By Steven Lamb | February 1, 2005 | Last updated on February 1, 2005
3 min read

(February 1, 2005) While most financial advisors are already aware of the impending intergenerational transfer of wealth in a general sense, a new study by CIBC finds a new wrinkle in this massive shift of economic power.

Within the next five years, half a million small business owners will retire, resulting in the transfer of about $1.2 trillion by 2010, according to a report released today, entitled “Are Canadian Entrepreneurs Ready for Retirement?”

“In the next 15 years, half of Canada’s current small business owners expect to retire,” said Rob Paterson, senior vice-president, CIBC small business banking. “This figure is staggering, even though we know that there has been 7.5% growth annually in the number of firms run by individuals aged 55 to 64 since 2000.”

Even though they are rapidly approaching retirement age, many small business owners are not taking full advantage of their RRSPs — but these are the very people the program was developed for in the first place. The RRSP was originally intended as a personal pension for self-employed professionals who did not have access to a corporate plan.

Just 22% of all small business owners maximized their RRSP contribution in 2003, while 32% of those between 55 and 64 years of age did so. But only 35% of small business owners contributed to their RRSP in 2003 at all.

“By the end of 2003, the cumulative unused RRSP room for self-employed Canadians ballooned to $370 billion, or nearly $20,000 per small business owner with an RRSP,” said Paterson. “This suggests that entrepreneurs are not as ready for retirement as they can and should be.”
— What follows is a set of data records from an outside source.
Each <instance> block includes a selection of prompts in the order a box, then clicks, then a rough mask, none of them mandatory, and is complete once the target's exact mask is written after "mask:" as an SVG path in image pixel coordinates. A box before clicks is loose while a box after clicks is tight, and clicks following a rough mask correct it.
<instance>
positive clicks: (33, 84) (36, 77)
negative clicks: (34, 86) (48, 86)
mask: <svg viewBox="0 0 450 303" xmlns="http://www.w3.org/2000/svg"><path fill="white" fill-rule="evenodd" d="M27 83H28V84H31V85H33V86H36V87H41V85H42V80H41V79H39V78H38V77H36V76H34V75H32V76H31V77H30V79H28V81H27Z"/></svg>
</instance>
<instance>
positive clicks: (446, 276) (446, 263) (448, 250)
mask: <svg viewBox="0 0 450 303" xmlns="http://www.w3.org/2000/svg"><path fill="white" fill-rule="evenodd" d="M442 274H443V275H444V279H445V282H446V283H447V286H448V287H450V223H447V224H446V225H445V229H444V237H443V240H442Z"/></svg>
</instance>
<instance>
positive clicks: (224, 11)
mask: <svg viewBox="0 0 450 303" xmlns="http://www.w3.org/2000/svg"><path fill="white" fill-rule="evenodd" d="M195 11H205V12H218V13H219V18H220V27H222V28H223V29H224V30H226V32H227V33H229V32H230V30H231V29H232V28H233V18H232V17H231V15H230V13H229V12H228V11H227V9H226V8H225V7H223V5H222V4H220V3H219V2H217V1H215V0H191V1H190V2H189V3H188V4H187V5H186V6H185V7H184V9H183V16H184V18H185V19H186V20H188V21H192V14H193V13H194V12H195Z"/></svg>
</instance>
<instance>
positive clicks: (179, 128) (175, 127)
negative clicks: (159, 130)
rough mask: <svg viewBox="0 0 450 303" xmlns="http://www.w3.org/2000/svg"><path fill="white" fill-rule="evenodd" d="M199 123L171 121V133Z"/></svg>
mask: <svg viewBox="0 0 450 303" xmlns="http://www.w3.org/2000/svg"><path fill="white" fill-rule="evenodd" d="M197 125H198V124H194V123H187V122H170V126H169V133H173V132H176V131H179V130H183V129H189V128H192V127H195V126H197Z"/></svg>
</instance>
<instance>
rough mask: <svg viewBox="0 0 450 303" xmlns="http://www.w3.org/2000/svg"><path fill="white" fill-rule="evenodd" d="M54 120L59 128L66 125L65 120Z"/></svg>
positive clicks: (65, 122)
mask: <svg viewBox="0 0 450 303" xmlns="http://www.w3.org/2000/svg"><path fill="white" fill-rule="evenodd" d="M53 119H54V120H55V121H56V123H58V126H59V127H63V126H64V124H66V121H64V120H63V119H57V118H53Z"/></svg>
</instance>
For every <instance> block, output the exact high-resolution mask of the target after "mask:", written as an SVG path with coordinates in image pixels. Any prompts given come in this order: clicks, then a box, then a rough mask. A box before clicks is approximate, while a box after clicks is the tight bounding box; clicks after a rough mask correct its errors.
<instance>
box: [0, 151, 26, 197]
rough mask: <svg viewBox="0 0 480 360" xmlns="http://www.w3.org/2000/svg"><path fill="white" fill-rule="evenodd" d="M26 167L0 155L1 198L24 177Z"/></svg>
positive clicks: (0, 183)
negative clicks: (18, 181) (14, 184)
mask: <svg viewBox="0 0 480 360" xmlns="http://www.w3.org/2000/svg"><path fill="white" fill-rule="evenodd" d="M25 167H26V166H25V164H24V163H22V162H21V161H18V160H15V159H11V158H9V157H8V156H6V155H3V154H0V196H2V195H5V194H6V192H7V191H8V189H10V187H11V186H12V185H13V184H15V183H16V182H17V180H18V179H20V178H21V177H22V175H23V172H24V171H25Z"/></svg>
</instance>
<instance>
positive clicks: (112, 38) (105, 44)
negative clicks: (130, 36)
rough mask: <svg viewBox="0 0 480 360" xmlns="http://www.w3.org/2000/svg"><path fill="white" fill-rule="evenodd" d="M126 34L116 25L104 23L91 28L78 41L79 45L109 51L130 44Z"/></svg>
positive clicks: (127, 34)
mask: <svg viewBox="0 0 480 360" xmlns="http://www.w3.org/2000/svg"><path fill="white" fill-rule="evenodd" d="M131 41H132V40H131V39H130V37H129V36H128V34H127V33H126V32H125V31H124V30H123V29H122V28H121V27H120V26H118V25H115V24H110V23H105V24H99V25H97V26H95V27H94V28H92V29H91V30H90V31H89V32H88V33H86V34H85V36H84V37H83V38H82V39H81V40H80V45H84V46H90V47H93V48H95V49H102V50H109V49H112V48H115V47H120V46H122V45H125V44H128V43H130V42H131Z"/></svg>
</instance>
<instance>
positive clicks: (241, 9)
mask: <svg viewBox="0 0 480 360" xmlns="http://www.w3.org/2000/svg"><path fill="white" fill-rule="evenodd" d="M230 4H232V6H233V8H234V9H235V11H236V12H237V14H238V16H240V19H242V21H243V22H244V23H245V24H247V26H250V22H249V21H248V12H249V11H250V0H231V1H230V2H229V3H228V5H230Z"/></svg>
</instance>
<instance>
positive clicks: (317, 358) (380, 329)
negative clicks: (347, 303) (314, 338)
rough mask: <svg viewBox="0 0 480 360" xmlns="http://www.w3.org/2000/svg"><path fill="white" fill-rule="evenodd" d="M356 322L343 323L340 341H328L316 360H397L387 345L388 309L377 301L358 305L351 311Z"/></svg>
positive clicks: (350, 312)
On the upside, small business owners are more likely to have an RRSP, with 70% taking advantage of the program compared to just 55% of salaried employees. They appear confident that the sale of their business will provide a solid financial base for their retirement, making up about 31% of their expected retirement income, while they expect RRSPs to account for 28% of their income.

But the study says only about 40% have a clear strategy for exiting their business, and 60% of those aged 55 to 64 have yet to even discuss their plans with family or business partners. About 15% want to pass the business on to their family, while 40% hope to sell it outright.

Advisors should make sure their entrepreneur clients have a business succession plan in place. If you haven’t specifically discussed it, now is the time to ask. Transition plans should be periodically reviewed as well, just in case the client’s goals or their wishes have changed.

It appears financial advisors are not immune from this planning shortfall. While they may focus on planning for others, they frequently overlook their own eventual business succession needs.

According to Advisor.ca research, about one third of Canadian advisors are already in their 60s, with other studies showing a similar demographic in the U.S. and Australia. Many have yet to lay out a plan for transitioning their business, leaving their clients at risk, according to Mark Tibergien of Moss-Adams Advisory Services in Seattle. He says too many of these aging advisors are reluctant to train the next generation of independent service providers.

“For many advisors, there’s discomfort in bringing along the associate because of a perceived threat to the advisor’s ego, income and client relationships,” Tibergien says. “At some point, if you are investing in a person, you want to see them flourish.

“The more you can grow your partners, the more you can grow your business.”